Class Sitemap

java.lang.Object
java.util.TimerTask
edu.ucsb.nceas.metacat.Sitemap
All Implemented Interfaces:
Runnable

public class Sitemap extends TimerTask
A Sitemap represents a document that lists all of the content of the Metacat server for use by harvesting spiders that wish to index the contents of the Metacat site. It is used to generate an XML representation of all of the URLs of the site in order to facilitate indexing of the metacat site by search engines. Which objects are included? - Only documents with public read permission are included - Only documents with object_formats in the xml_catalog table are included - All non-obsoleted metadata objects are included in the sitemap(s) Other notes: - The sitemaps this class generates are intended to be served another application such as MetacatUI - A sitemap index is generated regardless of the number of URLs present - URLs for the location of the sitemaps and the entries themselves are controlled by the 'sitemap.location.base' and 'sitemap.entry.base' properties which can be full URLs or absolute paths. - sitemap.location.base controls first part of the URLs in the sitemap index - sitemap.entry.base controls the first part of the URLs in the sitemap files themselves
Author:
Matt Jones, Bryce Mecum
  • Constructor Summary

    Constructors
    Constructor
    Description
    Sitemap(File directory, String locationBase, String entryBase, String portalBase, List<String> portalFormats)
    Construct a new instance of the Sitemap class.
  • Method Summary

    Modifier and Type
    Method
    Description
    void
    Generate all of the sitemap files needed to list the URLs from this instance of Metacat, using the open sitemap format described here: http://www.sitemaps.org/protocol.html URLs are written to a one or more files and a sitemap index file is always written.
    Generate a comma-separated list of metadata format IDs so generateSitemaps can filter the available objects to just metadata objects.
    void
    run()
    Execute the timed task when called, in this case by generating the sitemap files needed for this Metacat instance.

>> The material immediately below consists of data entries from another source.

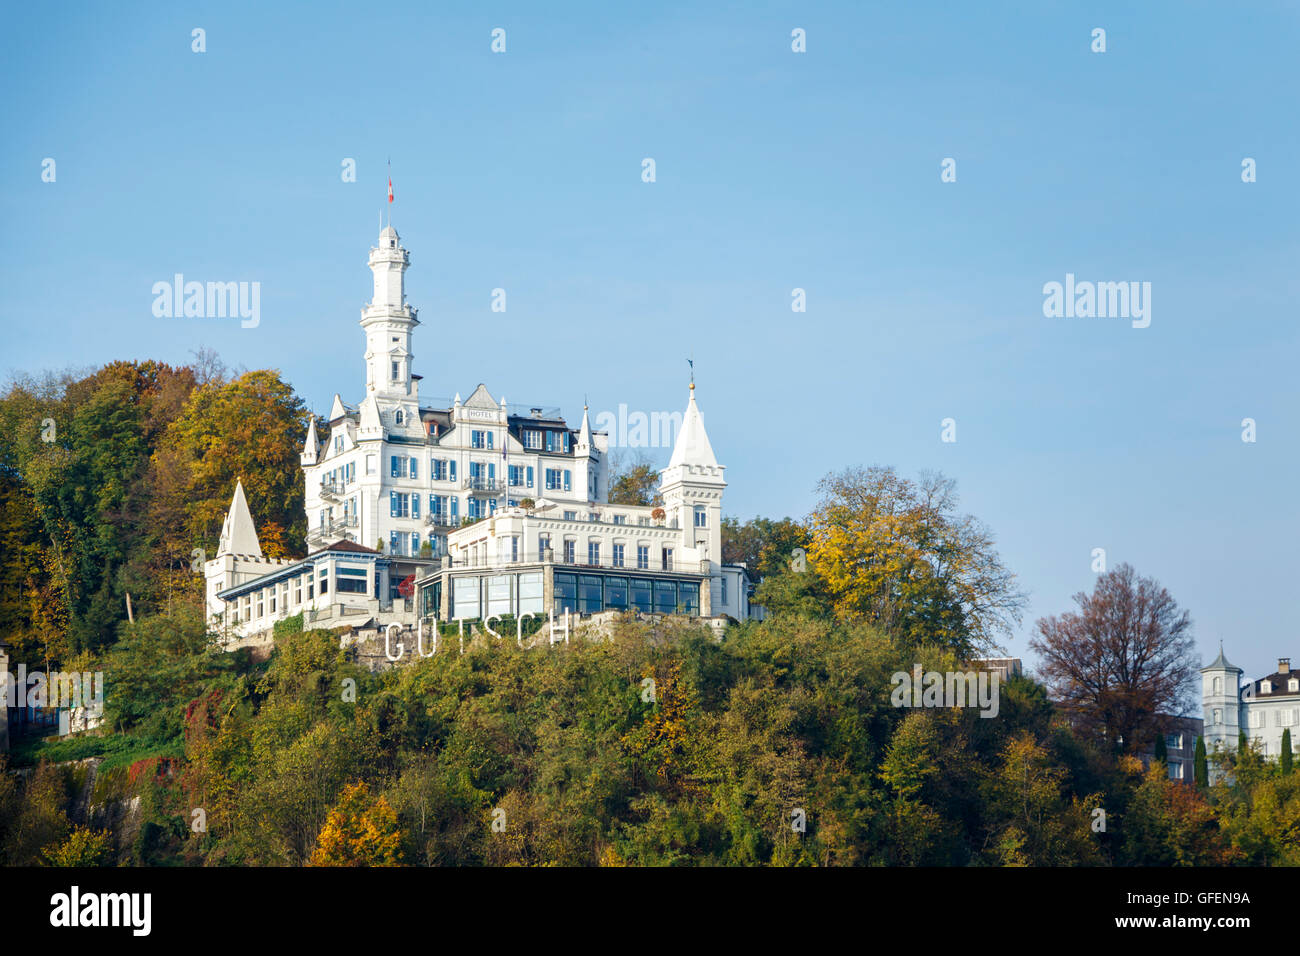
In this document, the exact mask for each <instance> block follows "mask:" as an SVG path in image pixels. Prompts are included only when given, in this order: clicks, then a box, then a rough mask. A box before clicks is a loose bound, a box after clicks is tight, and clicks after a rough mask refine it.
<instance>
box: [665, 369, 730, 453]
mask: <svg viewBox="0 0 1300 956" xmlns="http://www.w3.org/2000/svg"><path fill="white" fill-rule="evenodd" d="M677 464H693V466H701V464H703V466H708V467H711V468H716V467H718V459H716V458H715V457H714V446H712V445H710V444H708V433H707V432H706V431H705V419H703V416H702V415H701V414H699V408H698V407H697V406H695V384H694V382H692V384H690V402H689V403H688V405H686V414H685V416H684V418H682V420H681V431H680V432H679V433H677V444H676V445H673V446H672V458H671V459H669V460H668V467H669V468H672V467H673V466H677Z"/></svg>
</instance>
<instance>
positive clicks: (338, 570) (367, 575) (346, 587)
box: [335, 566, 370, 594]
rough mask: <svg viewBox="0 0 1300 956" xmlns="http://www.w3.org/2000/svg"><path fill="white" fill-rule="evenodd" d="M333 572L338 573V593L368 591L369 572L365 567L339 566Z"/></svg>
mask: <svg viewBox="0 0 1300 956" xmlns="http://www.w3.org/2000/svg"><path fill="white" fill-rule="evenodd" d="M335 574H337V575H338V591H339V593H348V594H367V593H369V589H370V587H369V585H370V572H369V571H368V570H367V568H364V567H343V566H341V567H339V568H338V570H337V571H335Z"/></svg>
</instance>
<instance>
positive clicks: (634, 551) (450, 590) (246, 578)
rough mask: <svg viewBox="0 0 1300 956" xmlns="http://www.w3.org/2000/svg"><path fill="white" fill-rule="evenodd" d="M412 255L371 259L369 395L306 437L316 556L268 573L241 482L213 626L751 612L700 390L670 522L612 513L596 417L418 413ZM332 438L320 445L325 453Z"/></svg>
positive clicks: (234, 505)
mask: <svg viewBox="0 0 1300 956" xmlns="http://www.w3.org/2000/svg"><path fill="white" fill-rule="evenodd" d="M408 264H409V254H408V252H407V250H406V248H403V247H402V245H400V239H399V237H398V234H396V232H395V230H394V229H393V226H391V225H390V226H387V228H385V229H383V232H382V233H380V241H378V246H377V247H374V248H372V250H370V255H369V267H370V272H372V273H373V276H374V294H373V298H372V300H370V303H369V304H368V306H365V307H364V308H363V310H361V323H360V324H361V328H363V329H364V330H365V394H364V397H363V398H361V401H360V402H359V403H357V405H355V406H352V405H347V403H344V402H343V399H342V398H341V397H339V395H337V394H335V395H334V403H333V407H331V408H330V414H329V421H326V423H324V424H322V428H321V429H320V431H317V425H316V419H315V416H313V418H312V420H311V424H309V427H308V431H307V440H305V444H304V446H303V454H302V467H303V476H304V480H305V507H307V524H308V532H307V542H308V551H309V553H308V555H307V557H305V558H302V559H298V561H277V559H270V558H266V557H264V554H263V551H261V546H260V544H259V541H257V532H256V529H255V527H253V520H252V515H251V512H250V510H248V502H247V499H246V498H244V490H243V486H242V484H239V485H237V486H235V489H234V498H233V501H231V503H230V511H229V514H227V515H226V519H225V524H224V527H222V531H221V542H220V546H218V549H217V555H216V558H213V559H212V561H208V562H207V564H205V568H204V571H205V579H207V610H208V619H209V624H211V626H212V627H213V628H214V630H217V631H218V632H221V633H222V635H225V636H226V639H227V640H229V641H233V643H240V641H244V640H255V639H264V637H265V636H266V633H268V632H269V631H270V630H272V626H273V624H274V622H277V620H281V619H283V618H287V617H291V615H296V614H299V613H302V614H303V615H304V624H305V623H311V624H312V626H313V627H335V626H347V624H351V626H354V627H363V626H367V624H369V626H372V627H386V626H389V624H391V623H398V624H403V626H412V624H413V623H415V622H416V620H417V619H420V618H422V619H426V620H428V619H435V620H443V622H450V620H473V619H487V618H491V617H493V615H497V617H500V615H515V617H520V615H524V614H529V613H530V614H534V615H537V617H549V615H550V613H551V611H554V613H555V614H556V615H559V614H564V613H565V611H567V613H571V614H577V615H580V617H581V615H593V614H603V613H606V611H637V613H643V614H651V613H658V614H685V615H692V617H697V618H702V619H707V620H708V622H710V623H712V624H714V626H720V624H722V623H724V622H725V620H728V619H733V620H742V619H745V618H748V617H750V615H751V613H753V614H755V615H757V614H761V613H762V609H759V607H757V606H755V607H753V609H751V607H750V604H749V597H750V581H749V576H748V574H746V571H745V568H744V566H740V564H723V563H722V527H720V525H722V499H723V489H724V488H725V486H727V481H725V480H724V477H723V470H724V466H722V464H719V463H718V459H716V458H715V455H714V450H712V446H711V445H710V442H708V434H707V433H706V432H705V421H703V418H702V416H701V414H699V408H698V407H697V406H695V385H694V382H693V381H692V384H690V392H689V398H688V403H686V410H685V414H684V415H682V420H681V427H680V429H679V432H677V437H676V444H675V446H673V450H672V458H671V459H669V462H668V467H667V468H664V470H663V472H662V473H660V476H659V494H660V497H662V501H663V505H662V507H651V506H640V505H611V503H608V473H607V458H608V455H607V453H608V434H607V433H604V432H593V431H591V425H590V421H589V419H588V411H586V408H584V410H582V423H581V425H580V427H578V428H577V431H573V429H571V428H569V427H568V425H567V424H565V423H564V419H563V418H560V412H559V410H558V408H543V407H536V406H534V407H528V406H525V407H520V408H515V407H512V406H508V405H507V403H506V399H504V398H500V399H499V401H498V399H497V398H494V397H493V395H491V393H489V392H487V389H486V386H484V385H478V386H477V388H476V389H474V390H473V392H472V393H471V394H469V398H467V399H465V401H461V399H460V395H459V394H456V397H455V399H454V401H452V402H451V403H450V407H442V406H445V405H446V403H442V406H439V407H425V406H422V405H421V402H420V376H419V375H413V373H412V364H413V359H415V352H413V341H412V339H413V333H415V329H416V326H417V325H419V324H420V320H419V319H417V313H416V310H415V308H412V307H411V306H409V304H407V300H406V291H404V276H406V269H407V265H408ZM321 438H324V441H321Z"/></svg>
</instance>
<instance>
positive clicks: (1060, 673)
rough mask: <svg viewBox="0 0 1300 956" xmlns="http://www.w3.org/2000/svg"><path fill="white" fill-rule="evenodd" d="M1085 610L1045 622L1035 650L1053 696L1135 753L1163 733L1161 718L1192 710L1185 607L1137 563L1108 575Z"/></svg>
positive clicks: (1073, 710) (1044, 621)
mask: <svg viewBox="0 0 1300 956" xmlns="http://www.w3.org/2000/svg"><path fill="white" fill-rule="evenodd" d="M1074 600H1075V604H1076V605H1078V607H1079V609H1078V611H1067V613H1065V614H1061V615H1058V617H1048V618H1041V619H1040V620H1039V622H1037V631H1036V635H1035V636H1034V637H1031V639H1030V648H1032V649H1034V650H1035V652H1037V653H1039V654H1040V657H1041V658H1043V663H1041V672H1043V675H1044V678H1045V679H1047V684H1048V688H1049V691H1050V692H1052V695H1053V697H1054V698H1056V700H1057V701H1060V702H1061V704H1062V705H1063V706H1065V708H1066V709H1067V710H1069V711H1070V713H1071V714H1073V715H1074V717H1075V719H1076V721H1078V723H1079V726H1080V727H1082V728H1083V731H1084V732H1086V734H1088V735H1091V736H1093V737H1095V739H1097V740H1101V741H1105V743H1106V744H1108V745H1110V747H1114V748H1118V749H1123V750H1127V752H1136V750H1138V748H1139V745H1140V743H1141V741H1144V740H1148V739H1151V736H1152V735H1153V734H1160V732H1162V730H1164V727H1162V718H1161V715H1162V714H1182V713H1188V711H1190V710H1191V708H1192V706H1193V705H1195V700H1193V698H1192V689H1193V685H1195V682H1196V678H1197V665H1199V662H1197V659H1196V658H1195V641H1193V640H1192V622H1191V617H1190V615H1188V613H1187V611H1186V610H1182V609H1180V607H1179V606H1178V602H1177V601H1174V598H1173V597H1171V596H1170V593H1169V592H1167V591H1166V589H1165V588H1164V587H1161V585H1160V583H1158V581H1156V580H1154V579H1152V578H1144V576H1140V575H1139V574H1138V572H1136V571H1135V570H1134V568H1132V566H1130V564H1119V566H1118V567H1115V568H1113V570H1110V571H1108V572H1105V574H1104V575H1101V576H1100V578H1099V579H1097V584H1096V587H1095V588H1093V591H1092V593H1091V594H1084V593H1082V592H1080V593H1078V594H1075V596H1074Z"/></svg>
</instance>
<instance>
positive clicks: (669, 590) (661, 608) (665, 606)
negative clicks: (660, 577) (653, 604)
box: [654, 581, 677, 614]
mask: <svg viewBox="0 0 1300 956" xmlns="http://www.w3.org/2000/svg"><path fill="white" fill-rule="evenodd" d="M654 609H655V611H658V613H659V614H672V613H673V611H675V610H677V585H676V583H673V581H655V583H654Z"/></svg>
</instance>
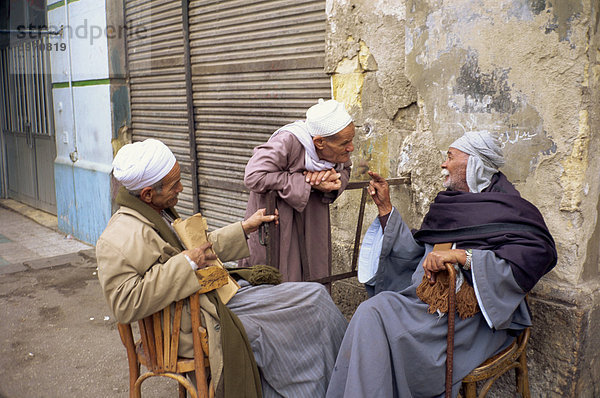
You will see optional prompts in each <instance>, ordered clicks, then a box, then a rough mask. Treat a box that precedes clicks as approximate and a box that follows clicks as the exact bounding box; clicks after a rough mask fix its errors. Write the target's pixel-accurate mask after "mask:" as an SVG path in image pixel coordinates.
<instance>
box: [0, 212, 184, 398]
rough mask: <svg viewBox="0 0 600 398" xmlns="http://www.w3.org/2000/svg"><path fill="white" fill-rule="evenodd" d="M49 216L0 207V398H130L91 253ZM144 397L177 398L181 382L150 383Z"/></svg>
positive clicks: (91, 254)
mask: <svg viewBox="0 0 600 398" xmlns="http://www.w3.org/2000/svg"><path fill="white" fill-rule="evenodd" d="M14 210H18V211H19V212H20V213H17V212H15V211H14ZM24 214H26V215H27V217H26V216H25V215H24ZM52 217H53V216H51V215H49V214H47V213H43V212H40V211H37V210H34V209H31V208H27V207H26V206H23V205H20V204H18V203H16V202H14V201H6V200H0V398H29V397H35V398H37V397H40V398H43V397H48V398H54V397H82V396H93V397H127V396H128V391H129V388H128V370H127V360H126V355H125V349H124V347H123V345H122V343H121V340H120V339H119V333H118V331H117V327H116V322H115V320H114V319H113V317H112V314H111V313H110V310H109V308H108V306H107V305H106V302H105V301H104V297H103V296H102V292H101V289H100V284H99V282H98V278H97V276H96V273H97V270H96V259H95V256H94V248H93V246H90V245H88V244H85V243H82V242H79V241H77V240H75V239H72V238H70V237H68V236H65V234H63V233H60V232H59V231H58V230H57V228H56V217H54V220H53V219H52ZM32 219H34V220H37V221H39V222H41V223H42V224H43V225H42V224H39V223H38V222H35V221H33V220H32ZM142 396H144V397H170V396H177V387H176V383H175V382H174V381H172V380H170V379H167V378H151V379H148V380H147V381H145V382H144V384H143V389H142Z"/></svg>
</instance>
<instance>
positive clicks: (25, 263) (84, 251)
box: [0, 248, 96, 275]
mask: <svg viewBox="0 0 600 398" xmlns="http://www.w3.org/2000/svg"><path fill="white" fill-rule="evenodd" d="M95 263H96V249H94V248H92V249H85V250H80V251H78V252H73V253H67V254H60V255H58V256H54V257H47V258H41V259H37V260H31V261H23V262H21V263H13V264H8V265H4V266H2V267H0V275H6V274H14V273H16V272H23V271H35V270H40V269H45V268H52V267H60V266H64V265H75V266H89V265H90V264H95Z"/></svg>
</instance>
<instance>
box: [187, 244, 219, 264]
mask: <svg viewBox="0 0 600 398" xmlns="http://www.w3.org/2000/svg"><path fill="white" fill-rule="evenodd" d="M210 247H212V243H210V242H206V243H203V244H201V245H200V246H198V247H195V248H193V249H188V250H184V251H183V252H182V253H183V254H185V255H187V256H188V257H189V258H190V260H192V261H193V262H195V263H196V264H197V265H198V268H204V267H207V266H209V265H211V264H210V263H209V261H211V260H216V259H217V256H216V255H214V254H213V253H207V252H206V250H207V249H209V248H210Z"/></svg>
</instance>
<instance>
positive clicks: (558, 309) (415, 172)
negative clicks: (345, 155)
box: [326, 0, 600, 397]
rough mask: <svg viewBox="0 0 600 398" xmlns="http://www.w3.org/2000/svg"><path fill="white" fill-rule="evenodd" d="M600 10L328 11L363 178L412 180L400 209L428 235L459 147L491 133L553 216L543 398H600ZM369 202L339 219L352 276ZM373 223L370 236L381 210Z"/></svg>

    Methods inherited from class java.util.TimerTask

    cancel, scheduledExecutionTime

    Methods inherited from class java.lang.Object

    clone, equals, finalize, getClass, hashCode, notify, notifyAll, toString, wait, wait, wait
  • Constructor Details

    • Sitemap

      public Sitemap(File directory, String locationBase, String entryBase, String portalBase, List<String> portalFormats)
      Construct a new instance of the Sitemap class.
      Parameters:
      directory - The location to store sitemap files
      locationBase - The base URL for constructing sitemap location URLs
      entryBase - The base URL for constructing sitemap entry URLs any metadata records
      portalBase - The base URL for constructing sitemap entry URLs for portals
      portalFormats - Set of format IDs to determine whether a record is a portal or not
  • Method Details

    • run

      public void run()
      Execute the timed task when called, in this case by generating the sitemap files needed for this Metacat instance.
      Specified by:
      run in interface Runnable
      Specified by:
      run in class TimerTask
    • generateSitemaps

      public void generateSitemaps()
      Generate all of the sitemap files needed to list the URLs from this instance of Metacat, using the open sitemap format described here: http://www.sitemaps.org/protocol.html URLs are written to a one or more files and a sitemap index file is always written. The number of sitemap files is determined by MAX_URLS_IN_FILE and how many metadata documents you have registered in Metacat.

      The sitemap index can be registered with search index providers such as Google, but beware that it needs to be accessible in a location above the mount point for the service URLs. By default the files are placed in {context}/sitemaps, but you will need to expose them at a location matching what's set in the sitemap.location.base and sitemap.entry.base properties in order to be trusted by Google. See the Sitemaps.org documentation for details.

    • getMetadataFormatsQueryString

      public String getMetadataFormatsQueryString()
      Generate a comma-separated list of metadata format IDs so generateSitemaps can filter the available objects to just metadata objects.
      Returns:
      (string) List of metadata format ids as a comma-separated string suitable for including in an SQL query. Each value is wrapped in single quotes.